I would modify that "spoiler alert," or have deleted it altogether, but I
leave it because it's a direct quote. "Could" is irrelevant. Does it happen once a year or once in a billion years? I also don't like saying "trees still remember it" because trees don't have memory - they're not even still living. These are nearly fossilized trees that have
unusual amounts of carbon 14 caused by the flare/CME.
Subfossil trees along the banks of the Drouzet river in France.
The record-strong storm is described by
a paper
in the upcoming July 2025 edition of the peer-reviewed journal
Earth and Planetary Science Letters. It occurred in 12,350 BC and is
classified as a "Miyake Event."
Miyake Events are solar storms that make the Carrington Event of 1859 look
puny. Trees "remember" them in their rings, which store the carbon-14
created by gargantuan storms. At least six Miyake Events have been
discovered and confirmed since Fusa Miyake found the first one in 2012.
The list so far includes 664-663 BC, 774 AD, 993 AD, 5259 BC, 7176 BC, and
12,350 BC.
The Miyake Event of 12,350 BC is especially intriguing. It appears as
a carbon-14 spike
in Scots Pine trees along the banks of the Drouzet river in France, with a
matching beryllium-10 spike in Greenland ice cores. The event was global
and, based on the size of the spikes, very big.
In the effort to pinpoint exactly when this happened, the conventional ways of
dating the Carbon 14 inducing event had to be revised.
When a solar storm creates carbon-14 in the upper atmosphere, the
radioisotope doesn't immediately appear in the woody flesh of trees. Getting
there involves months to years of atmospheric circulation influenced by
climate and geography, and even then the carbon-14 has to arrive during
the tree's growing season, otherwise it won't be "taken up." High-altitude
trees are favored because they encounter the carbon-14 first, while
different species each have their own sensitivity.
...
To solve this problem, Kseniia Golubenko and Ilya Usoskin from the
University of Oulu in Finland developed a chemistry-climate model
(SOCOL:14C-Ex) specifically for Ice Age solar storms. It takes into account
ice sheet boundaries, sea levels, and geomagnetic fields that existed during
the Pleistocene's Late Glacial period. Using this model, they were able to
interpret tree ring data for 12,350 BC.
My "Graybeard who has been burned too many times" persona said, "how do we
know this new method is any good?" They present calculated dates that
agree with those predicted the old way.
According to
their paper, 12,350 BC is the biggest Miyake Event yet. It produced a hailstorm of
solar particles 500 times greater than the most intense solar particle storm
recorded by modern satellites in 2005. During the 2005 event, an airline
passenger flying over the poles might have received a year's worth of
sea-level cosmic radiation in just one hour. During the 12350 BC event, the
same dose would have been received in a mere eight seconds.

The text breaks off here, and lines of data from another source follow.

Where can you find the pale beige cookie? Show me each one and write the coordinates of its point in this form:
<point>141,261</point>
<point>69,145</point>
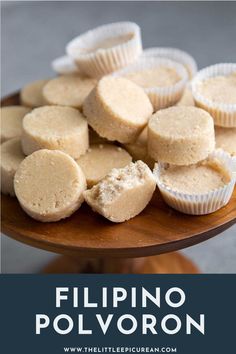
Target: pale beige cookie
<point>55,128</point>
<point>180,135</point>
<point>68,90</point>
<point>117,109</point>
<point>138,149</point>
<point>123,193</point>
<point>219,89</point>
<point>198,189</point>
<point>226,139</point>
<point>11,121</point>
<point>31,94</point>
<point>187,99</point>
<point>49,185</point>
<point>11,157</point>
<point>100,159</point>
<point>214,90</point>
<point>94,138</point>
<point>199,178</point>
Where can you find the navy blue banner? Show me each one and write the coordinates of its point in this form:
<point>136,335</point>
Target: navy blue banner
<point>117,314</point>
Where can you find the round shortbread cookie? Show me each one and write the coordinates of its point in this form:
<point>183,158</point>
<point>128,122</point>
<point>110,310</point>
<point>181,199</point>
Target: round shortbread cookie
<point>123,193</point>
<point>31,95</point>
<point>187,99</point>
<point>180,135</point>
<point>55,128</point>
<point>117,109</point>
<point>11,157</point>
<point>226,139</point>
<point>11,121</point>
<point>100,159</point>
<point>68,90</point>
<point>49,185</point>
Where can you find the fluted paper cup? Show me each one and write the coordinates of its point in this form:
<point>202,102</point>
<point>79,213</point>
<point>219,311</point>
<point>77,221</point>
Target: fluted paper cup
<point>200,204</point>
<point>224,114</point>
<point>97,62</point>
<point>160,97</point>
<point>64,65</point>
<point>174,54</point>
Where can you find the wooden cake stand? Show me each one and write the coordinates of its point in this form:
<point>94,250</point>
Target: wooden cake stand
<point>91,244</point>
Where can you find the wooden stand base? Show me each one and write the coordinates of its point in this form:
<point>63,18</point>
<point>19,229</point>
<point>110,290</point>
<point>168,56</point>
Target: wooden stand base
<point>170,263</point>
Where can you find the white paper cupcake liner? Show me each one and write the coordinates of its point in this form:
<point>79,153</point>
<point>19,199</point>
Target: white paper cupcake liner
<point>200,204</point>
<point>64,65</point>
<point>174,54</point>
<point>224,114</point>
<point>160,97</point>
<point>101,62</point>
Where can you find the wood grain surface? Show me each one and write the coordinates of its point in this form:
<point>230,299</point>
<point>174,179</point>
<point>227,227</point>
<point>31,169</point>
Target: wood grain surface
<point>158,229</point>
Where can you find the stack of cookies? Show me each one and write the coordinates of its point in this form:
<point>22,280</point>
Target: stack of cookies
<point>115,111</point>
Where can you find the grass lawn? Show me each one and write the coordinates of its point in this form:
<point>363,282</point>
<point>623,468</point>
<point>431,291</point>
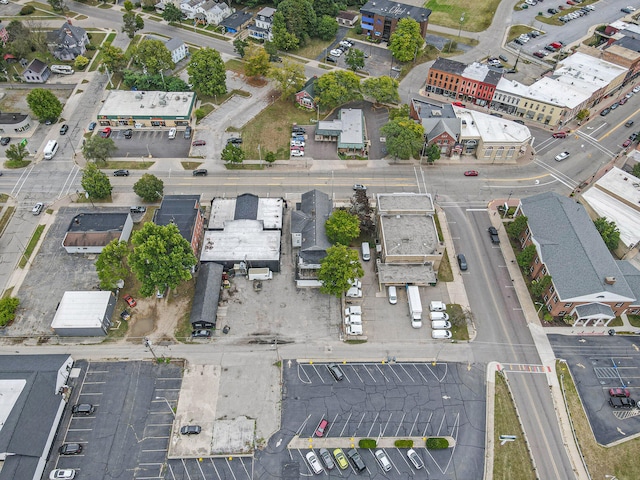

It's an interesting story and
the paper is online
to read. Does this change your life? I can say confidently the only
thing it's likely to change for me is to make me more resistant to the "
everything is the next Carrington event" stuff we have to live with. If you're spending your life watching for the next Carrington event, chances are there are more productive things you can do with your time, money and life.